I was stunned by what he said at the time, and I didn't know how to refute it, so I thought I wouldn't argue with this calf, and if I read it again, I would definitely find something.
Well, I'd like to say now that the most important piece of evidence I've found to support my point is the missing female patient, Rachel Solando, whom Teddy later met in the cave. I remember a point before, when he was still a police officer, there was a Rachel Solando but Teddy judged it to be fake. Just imagine, on such an island, how much magical power do doctors have to find someone who looks exactly like the patient to impersonate her? So this is more likely a hallucination of the protagonist. And the pictures of the children that Dr. Cowley took out were indeed Teddy's dreams. If Teddy wasn't crazy, how could Dr. Cowley know what he dreamed and even pictures of the characters in his dreams? There is also an inexplicable conversation about violence when the guards took him into the car before, which is undoubtedly an accusation against him.
In my understanding, the last sentence of the protagonist should be precisely because he is sober, and he does not want to be immersed in his painful memories and cause others to be disturbed, so he would rather choose surgery, which is the end of his life with subject consciousness.

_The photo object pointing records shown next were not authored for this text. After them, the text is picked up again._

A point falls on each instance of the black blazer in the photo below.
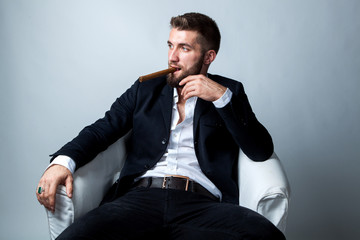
(145, 108)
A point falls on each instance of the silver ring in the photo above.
(40, 190)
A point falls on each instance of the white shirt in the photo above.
(180, 157)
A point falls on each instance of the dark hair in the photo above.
(204, 25)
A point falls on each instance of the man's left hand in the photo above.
(202, 87)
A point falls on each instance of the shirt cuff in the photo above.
(224, 99)
(64, 161)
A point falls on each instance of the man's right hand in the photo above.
(54, 176)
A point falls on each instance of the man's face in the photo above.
(185, 54)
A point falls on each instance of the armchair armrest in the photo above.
(264, 188)
(91, 183)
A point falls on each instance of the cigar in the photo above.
(157, 74)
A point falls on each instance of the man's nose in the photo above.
(173, 55)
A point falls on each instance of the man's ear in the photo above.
(210, 56)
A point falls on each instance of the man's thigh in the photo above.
(135, 215)
(211, 220)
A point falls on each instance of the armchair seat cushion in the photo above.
(264, 188)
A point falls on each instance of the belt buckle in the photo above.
(177, 176)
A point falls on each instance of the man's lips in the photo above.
(177, 68)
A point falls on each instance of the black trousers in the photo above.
(151, 213)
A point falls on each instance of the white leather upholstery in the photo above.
(263, 188)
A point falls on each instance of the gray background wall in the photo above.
(62, 63)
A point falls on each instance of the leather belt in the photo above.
(174, 182)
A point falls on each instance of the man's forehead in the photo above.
(184, 37)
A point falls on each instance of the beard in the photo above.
(173, 81)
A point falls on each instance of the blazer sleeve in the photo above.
(252, 137)
(98, 136)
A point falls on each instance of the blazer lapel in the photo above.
(166, 103)
(201, 108)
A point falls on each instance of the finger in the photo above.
(69, 186)
(188, 79)
(191, 92)
(50, 197)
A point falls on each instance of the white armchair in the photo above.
(264, 188)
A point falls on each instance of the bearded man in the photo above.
(179, 180)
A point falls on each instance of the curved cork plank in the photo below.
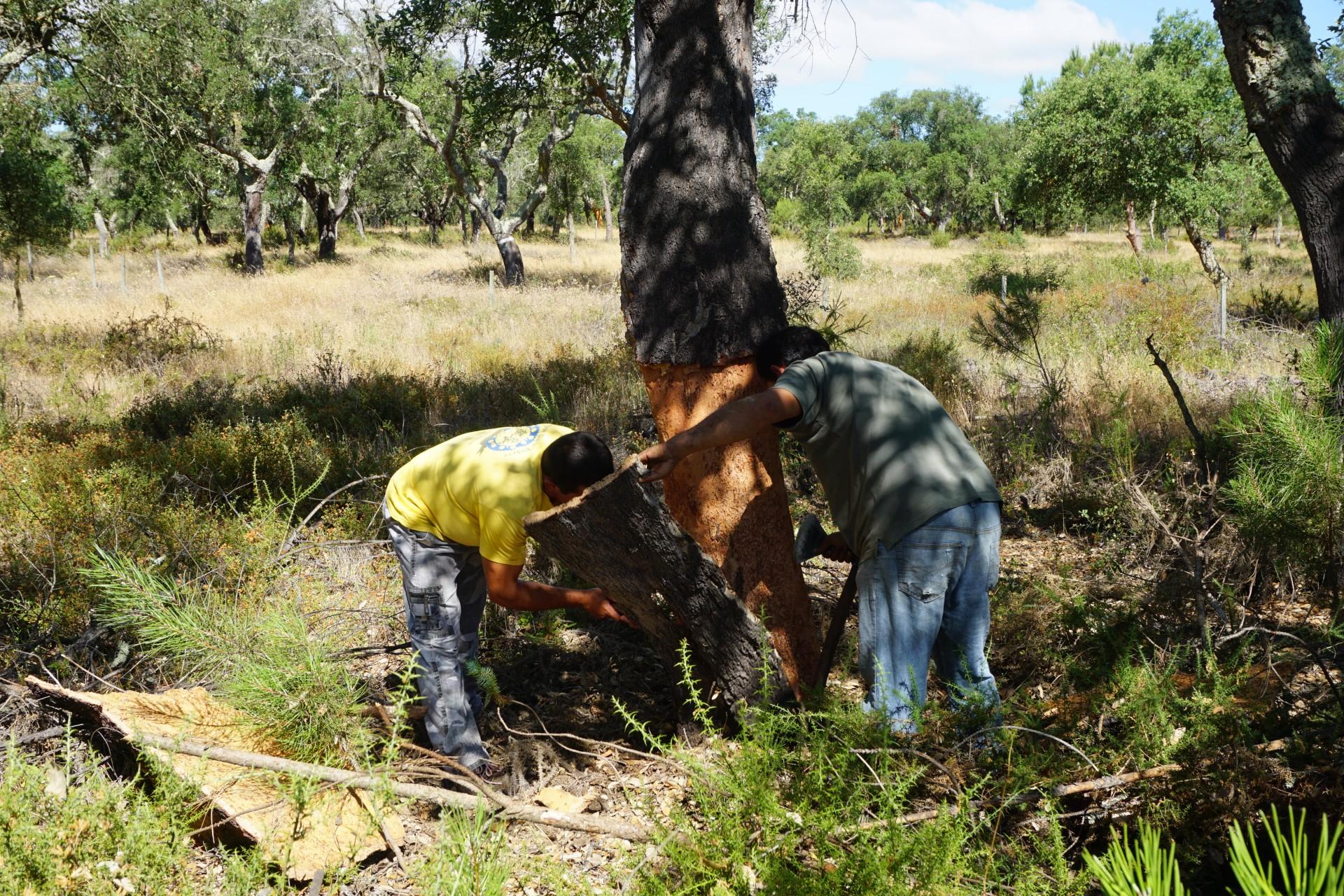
(619, 535)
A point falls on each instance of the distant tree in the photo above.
(34, 186)
(942, 148)
(475, 125)
(1142, 128)
(1294, 111)
(701, 292)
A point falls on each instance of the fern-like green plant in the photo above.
(1288, 489)
(1297, 869)
(546, 407)
(486, 680)
(1140, 868)
(286, 684)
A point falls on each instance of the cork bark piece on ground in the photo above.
(336, 827)
(733, 503)
(619, 535)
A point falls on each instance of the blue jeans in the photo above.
(927, 598)
(445, 597)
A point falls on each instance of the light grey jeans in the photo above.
(927, 598)
(445, 596)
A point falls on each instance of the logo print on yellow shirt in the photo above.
(514, 438)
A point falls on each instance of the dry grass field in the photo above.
(187, 430)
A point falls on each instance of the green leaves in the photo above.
(1139, 869)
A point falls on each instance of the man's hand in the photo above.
(835, 548)
(660, 460)
(601, 608)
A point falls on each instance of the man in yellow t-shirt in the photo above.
(454, 514)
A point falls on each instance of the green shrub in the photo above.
(99, 837)
(787, 216)
(1144, 868)
(470, 858)
(1004, 239)
(933, 359)
(831, 253)
(1288, 488)
(1026, 274)
(808, 304)
(286, 680)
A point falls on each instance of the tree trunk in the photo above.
(101, 225)
(18, 289)
(620, 536)
(1294, 112)
(1136, 239)
(606, 209)
(254, 186)
(289, 238)
(512, 258)
(701, 292)
(326, 218)
(1205, 248)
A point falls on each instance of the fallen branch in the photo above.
(437, 796)
(293, 536)
(1200, 450)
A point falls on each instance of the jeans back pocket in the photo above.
(925, 571)
(425, 610)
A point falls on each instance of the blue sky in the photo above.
(869, 46)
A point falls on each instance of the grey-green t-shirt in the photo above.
(889, 456)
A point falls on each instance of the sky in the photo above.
(870, 46)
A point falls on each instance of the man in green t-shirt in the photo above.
(914, 504)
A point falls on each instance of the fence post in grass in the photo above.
(1222, 312)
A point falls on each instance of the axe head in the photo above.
(806, 545)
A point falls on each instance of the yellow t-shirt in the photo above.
(476, 488)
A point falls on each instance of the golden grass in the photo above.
(398, 305)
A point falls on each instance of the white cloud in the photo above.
(944, 41)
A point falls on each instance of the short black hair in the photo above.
(788, 346)
(575, 461)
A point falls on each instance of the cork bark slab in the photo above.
(733, 503)
(620, 536)
(336, 827)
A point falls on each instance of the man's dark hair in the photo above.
(575, 461)
(788, 346)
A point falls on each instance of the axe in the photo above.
(808, 545)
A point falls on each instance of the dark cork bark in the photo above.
(698, 276)
(1297, 117)
(620, 536)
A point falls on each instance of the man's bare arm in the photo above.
(505, 589)
(733, 422)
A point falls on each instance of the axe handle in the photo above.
(838, 620)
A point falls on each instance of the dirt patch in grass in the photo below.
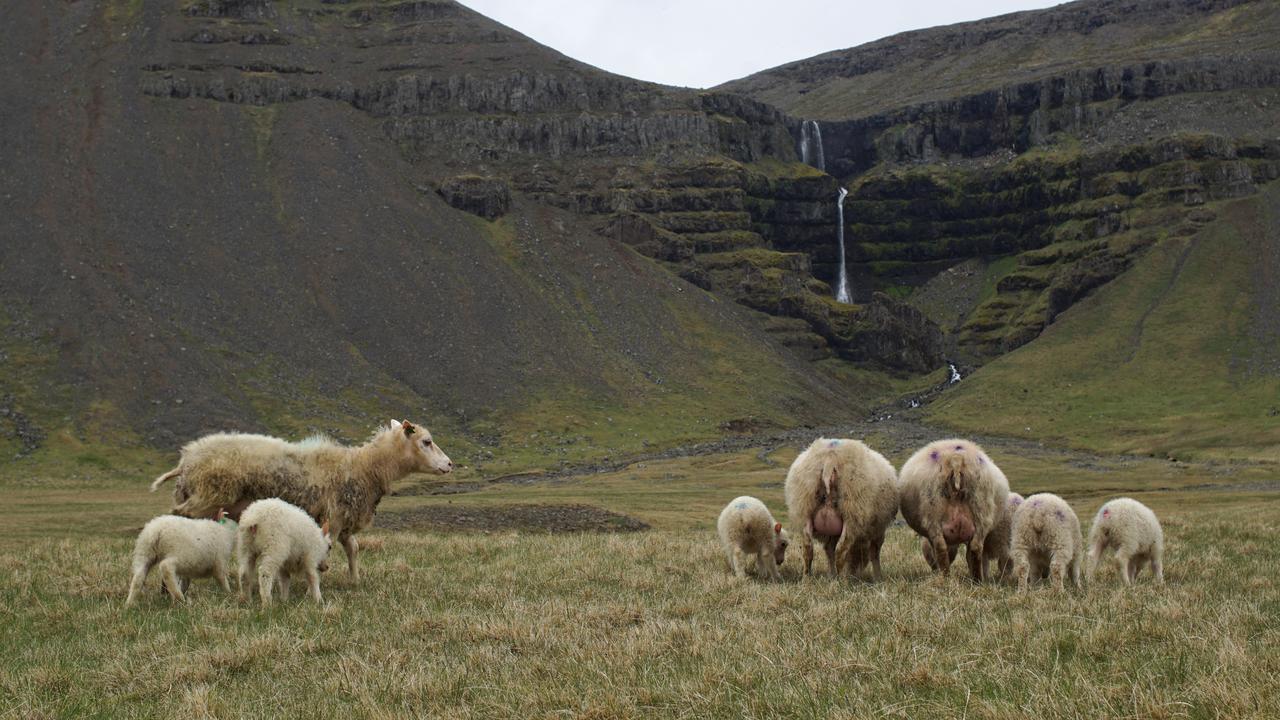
(530, 518)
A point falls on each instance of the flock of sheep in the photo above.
(279, 505)
(846, 495)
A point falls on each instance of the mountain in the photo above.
(314, 214)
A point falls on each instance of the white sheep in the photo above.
(951, 495)
(278, 540)
(183, 550)
(1046, 541)
(1133, 531)
(748, 528)
(332, 482)
(844, 493)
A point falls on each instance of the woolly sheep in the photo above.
(183, 550)
(951, 495)
(746, 528)
(996, 546)
(332, 482)
(844, 493)
(278, 540)
(1133, 531)
(1046, 541)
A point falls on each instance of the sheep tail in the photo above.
(165, 477)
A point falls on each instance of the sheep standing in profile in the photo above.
(844, 493)
(748, 528)
(1046, 541)
(1133, 531)
(278, 540)
(183, 550)
(952, 495)
(337, 484)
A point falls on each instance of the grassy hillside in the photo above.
(524, 624)
(1179, 356)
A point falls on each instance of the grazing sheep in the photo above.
(1133, 531)
(745, 528)
(278, 540)
(338, 484)
(183, 550)
(952, 495)
(1046, 541)
(996, 546)
(844, 493)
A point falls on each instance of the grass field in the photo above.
(530, 624)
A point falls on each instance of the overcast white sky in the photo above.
(705, 42)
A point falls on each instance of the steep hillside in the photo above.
(1179, 356)
(288, 215)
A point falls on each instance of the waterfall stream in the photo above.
(842, 285)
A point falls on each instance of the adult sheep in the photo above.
(951, 495)
(332, 482)
(844, 493)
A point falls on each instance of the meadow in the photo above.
(648, 624)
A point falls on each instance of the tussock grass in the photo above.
(647, 624)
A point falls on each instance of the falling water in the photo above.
(842, 286)
(810, 145)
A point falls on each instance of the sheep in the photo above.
(1133, 531)
(338, 484)
(1046, 541)
(996, 546)
(278, 540)
(844, 493)
(951, 495)
(183, 550)
(746, 527)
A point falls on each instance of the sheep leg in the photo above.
(314, 583)
(1124, 561)
(170, 580)
(807, 543)
(841, 557)
(766, 565)
(140, 577)
(351, 547)
(940, 551)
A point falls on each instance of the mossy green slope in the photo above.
(1176, 356)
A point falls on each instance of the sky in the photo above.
(705, 42)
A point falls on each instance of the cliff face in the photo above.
(1051, 146)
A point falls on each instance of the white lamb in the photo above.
(1046, 541)
(746, 528)
(183, 550)
(278, 540)
(1133, 531)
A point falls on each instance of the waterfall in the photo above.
(842, 285)
(810, 145)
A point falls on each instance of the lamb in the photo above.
(183, 550)
(338, 484)
(952, 495)
(278, 540)
(844, 493)
(745, 528)
(1133, 531)
(997, 541)
(1046, 541)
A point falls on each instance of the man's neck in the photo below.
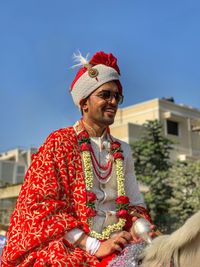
(93, 130)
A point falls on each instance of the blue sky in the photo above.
(157, 44)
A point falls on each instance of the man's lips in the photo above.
(110, 111)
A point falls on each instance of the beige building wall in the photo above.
(129, 120)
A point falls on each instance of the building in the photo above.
(181, 124)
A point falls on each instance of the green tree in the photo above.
(152, 162)
(184, 179)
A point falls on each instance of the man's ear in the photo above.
(83, 105)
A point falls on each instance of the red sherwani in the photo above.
(52, 200)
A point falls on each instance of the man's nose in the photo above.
(113, 100)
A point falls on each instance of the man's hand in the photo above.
(113, 244)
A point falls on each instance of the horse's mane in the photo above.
(166, 246)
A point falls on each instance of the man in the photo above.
(79, 195)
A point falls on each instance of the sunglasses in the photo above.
(108, 96)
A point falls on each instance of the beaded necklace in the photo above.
(122, 201)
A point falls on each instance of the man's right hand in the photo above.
(113, 244)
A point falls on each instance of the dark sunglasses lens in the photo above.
(106, 95)
(119, 98)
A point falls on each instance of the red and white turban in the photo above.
(100, 69)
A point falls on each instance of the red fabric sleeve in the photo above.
(51, 201)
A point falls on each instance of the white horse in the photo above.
(180, 249)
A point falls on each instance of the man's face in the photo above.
(99, 108)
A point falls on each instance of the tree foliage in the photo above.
(174, 188)
(151, 152)
(184, 179)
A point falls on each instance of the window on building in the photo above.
(172, 127)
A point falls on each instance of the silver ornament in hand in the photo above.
(141, 228)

There is a very interesting detail. George said to the protagonist "this is about you, and , Laeddis,..." There are two interpretations of this sentence, one is "you, that is, Laeddis" and another is "you, that is, Laeddis". and Redis". The author cleverly uses the ambiguity in English, so the beginning of this plot is based on the premise that Teddy is a police officer, then it is true, but if the reverse is based on the premise that the protagonist is in fantasy, it is also true, Here becomes George's accusation against him.
I have to say, the movie was well done.